DCS methods development overview

DESCRIPTION

The DCS System Developer's Kit is a tool for writing customized functions, converting raw DCS platform data to engineering units. It includes the DCS library, DCS header files and the man pages. Developer is supposed to create several text files which are then used to generate the dcsproc function with the dcsmake command (see below). This function is, typically, applied on the third step of DCS data processing, after data is ingested with dcsin and earth located with dcsloc TeraScan functions.

The DCS system consists of the following components that have to be created/updated by user:

DCS database:

the dcs_data database text file with the date-dependent platform information that can be used by conversion functions and also for reporting.

Configuration files:

methods.list - the list of methods (i.e. the conversion algorithms) supplied by the user.

outfields.list - the list of the output variables, computed by conversion algorithms and saved to the output dataset.

Method files:

the variable number of *.c files containing conversion algorithms with the same names as the ones specified in methods.list file.

Each of these three elements is described in more detail below.

DCS database

DCS database is an ASCII file with the historical (i.e. changing with time) data for each ARGOS platform of interest. Each record has a unique platform_ID and date double key by which the entire database has to be sorted in ascending order. The date key indicates the date when the information stored in this record became effective for the given platform_ID. The following fields are specified in each record in the order described below:

platform - the ARGOS platform ID.

date - effective date in a format yyyymmdd.hhmmss.

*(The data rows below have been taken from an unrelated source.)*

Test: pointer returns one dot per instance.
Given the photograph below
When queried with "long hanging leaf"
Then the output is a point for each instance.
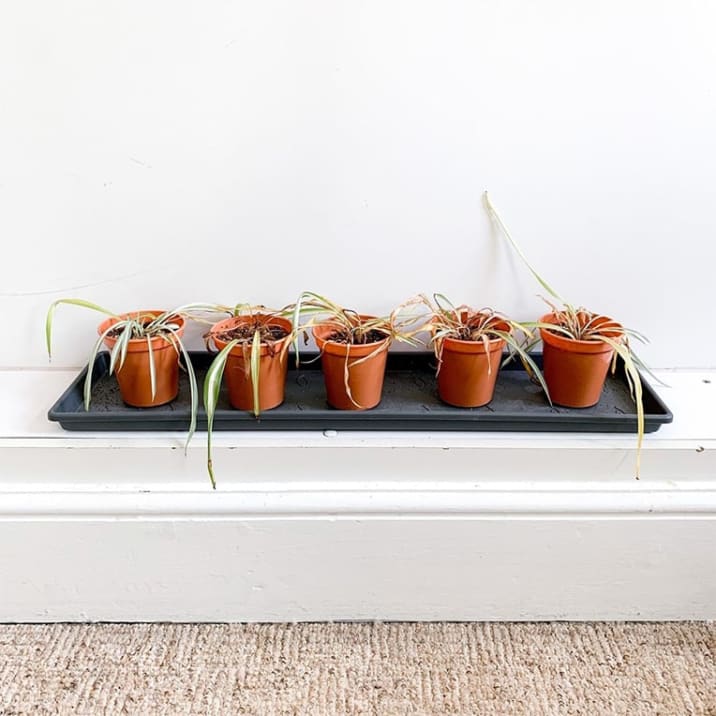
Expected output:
(72, 302)
(212, 387)
(193, 387)
(152, 369)
(496, 217)
(256, 370)
(90, 367)
(634, 381)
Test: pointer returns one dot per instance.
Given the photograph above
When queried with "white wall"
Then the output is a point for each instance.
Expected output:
(153, 153)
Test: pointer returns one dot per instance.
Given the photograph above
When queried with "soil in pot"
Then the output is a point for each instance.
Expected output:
(469, 369)
(363, 362)
(273, 365)
(575, 371)
(134, 377)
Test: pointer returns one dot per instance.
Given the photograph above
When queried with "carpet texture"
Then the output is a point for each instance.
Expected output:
(544, 668)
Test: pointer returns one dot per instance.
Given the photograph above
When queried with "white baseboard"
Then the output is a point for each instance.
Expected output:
(313, 527)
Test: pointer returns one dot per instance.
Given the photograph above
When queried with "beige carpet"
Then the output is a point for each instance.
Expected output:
(358, 669)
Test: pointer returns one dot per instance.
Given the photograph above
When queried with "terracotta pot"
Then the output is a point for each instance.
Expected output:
(272, 365)
(468, 371)
(575, 371)
(365, 378)
(134, 378)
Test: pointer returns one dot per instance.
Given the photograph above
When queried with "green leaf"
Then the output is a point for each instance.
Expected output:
(256, 370)
(496, 218)
(73, 302)
(212, 387)
(152, 369)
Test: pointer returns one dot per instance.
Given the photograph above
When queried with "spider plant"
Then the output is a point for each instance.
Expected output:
(354, 329)
(580, 324)
(464, 323)
(137, 325)
(257, 334)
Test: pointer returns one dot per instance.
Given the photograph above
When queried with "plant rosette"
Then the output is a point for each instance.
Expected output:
(353, 372)
(575, 370)
(468, 368)
(134, 371)
(275, 335)
(468, 346)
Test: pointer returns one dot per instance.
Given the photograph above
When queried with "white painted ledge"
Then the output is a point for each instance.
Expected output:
(114, 526)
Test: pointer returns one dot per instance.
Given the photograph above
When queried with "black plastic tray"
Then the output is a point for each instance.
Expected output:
(410, 402)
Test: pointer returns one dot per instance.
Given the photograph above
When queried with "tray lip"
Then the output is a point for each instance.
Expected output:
(458, 421)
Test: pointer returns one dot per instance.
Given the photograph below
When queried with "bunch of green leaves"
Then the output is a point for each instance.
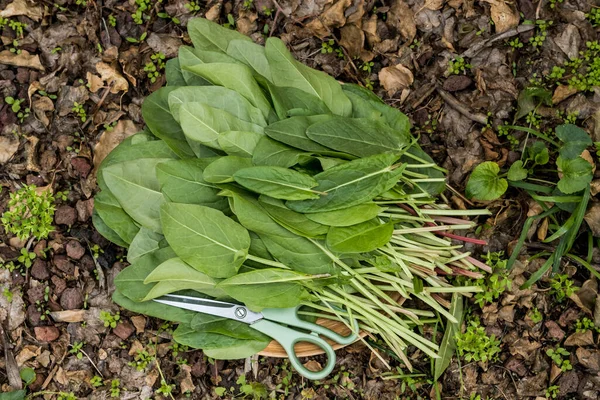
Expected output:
(264, 181)
(30, 213)
(475, 345)
(493, 285)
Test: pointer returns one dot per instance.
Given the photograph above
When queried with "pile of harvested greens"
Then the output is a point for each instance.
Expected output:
(262, 180)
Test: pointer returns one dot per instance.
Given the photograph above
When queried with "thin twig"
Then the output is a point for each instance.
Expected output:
(458, 106)
(476, 48)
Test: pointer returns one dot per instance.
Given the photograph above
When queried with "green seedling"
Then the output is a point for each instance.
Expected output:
(115, 388)
(561, 287)
(80, 111)
(77, 349)
(558, 357)
(536, 315)
(155, 66)
(30, 213)
(96, 381)
(109, 319)
(475, 345)
(15, 106)
(192, 6)
(458, 66)
(594, 16)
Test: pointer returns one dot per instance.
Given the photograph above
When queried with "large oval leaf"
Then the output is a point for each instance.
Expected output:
(222, 169)
(205, 238)
(292, 131)
(251, 54)
(347, 216)
(277, 182)
(203, 124)
(217, 97)
(360, 137)
(360, 238)
(174, 275)
(182, 181)
(239, 143)
(135, 186)
(267, 288)
(287, 71)
(161, 123)
(352, 183)
(236, 77)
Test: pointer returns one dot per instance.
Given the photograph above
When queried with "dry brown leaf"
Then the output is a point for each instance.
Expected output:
(213, 13)
(94, 81)
(27, 353)
(186, 384)
(333, 17)
(25, 59)
(20, 7)
(139, 322)
(68, 316)
(543, 230)
(504, 16)
(402, 18)
(395, 78)
(592, 217)
(110, 139)
(110, 76)
(353, 39)
(563, 92)
(8, 147)
(369, 27)
(313, 366)
(585, 297)
(433, 5)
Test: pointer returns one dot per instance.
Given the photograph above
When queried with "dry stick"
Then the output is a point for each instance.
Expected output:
(457, 105)
(12, 370)
(97, 107)
(473, 50)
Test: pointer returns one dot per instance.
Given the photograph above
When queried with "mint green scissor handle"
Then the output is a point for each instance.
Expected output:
(271, 326)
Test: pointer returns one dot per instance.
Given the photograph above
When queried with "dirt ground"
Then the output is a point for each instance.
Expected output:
(94, 54)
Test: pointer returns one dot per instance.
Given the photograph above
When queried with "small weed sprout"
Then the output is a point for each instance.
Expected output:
(367, 66)
(475, 345)
(557, 355)
(109, 319)
(192, 6)
(141, 360)
(80, 111)
(29, 213)
(115, 389)
(535, 315)
(154, 67)
(15, 106)
(552, 391)
(586, 324)
(562, 287)
(458, 66)
(76, 348)
(96, 381)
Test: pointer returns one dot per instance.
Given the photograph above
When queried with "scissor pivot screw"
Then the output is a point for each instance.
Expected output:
(240, 312)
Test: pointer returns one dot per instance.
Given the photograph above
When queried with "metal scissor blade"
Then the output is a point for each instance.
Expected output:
(212, 307)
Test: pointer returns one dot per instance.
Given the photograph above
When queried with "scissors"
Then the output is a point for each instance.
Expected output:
(272, 322)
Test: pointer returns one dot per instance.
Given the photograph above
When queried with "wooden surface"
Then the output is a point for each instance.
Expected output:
(303, 349)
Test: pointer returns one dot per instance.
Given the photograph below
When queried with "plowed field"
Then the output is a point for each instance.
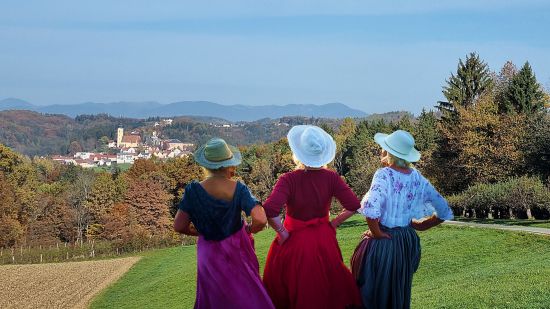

method - the name of the conversion algorithm. It has to match one entry in the "methods.list" file.

platform_type - the platform type (e.g. Drifting, Moored, Reference, Land, etc..). Only the first letter of the platform type is saved into the output, so each platform type should start from the unique letter.

site_name - any word, designating the site.

number_of_repetitions - the number of historical blocks in a single ARGOS message. For platform, transmitting no historical data, this value is 1.

group - the group name the platform belongs to. Used for reporting purpose only.

message_length - message length in bytes.

WMO_number - WMO platform number,

GTS_message_number - GTS message number,

constants_list - the list of platform and date - specific parameters required in computations. They can be parsed out of the record in the run-time by the conversion functions.

NOTE: no spaces are allowed in the string fields. Underscores should be used to separate the words in field names.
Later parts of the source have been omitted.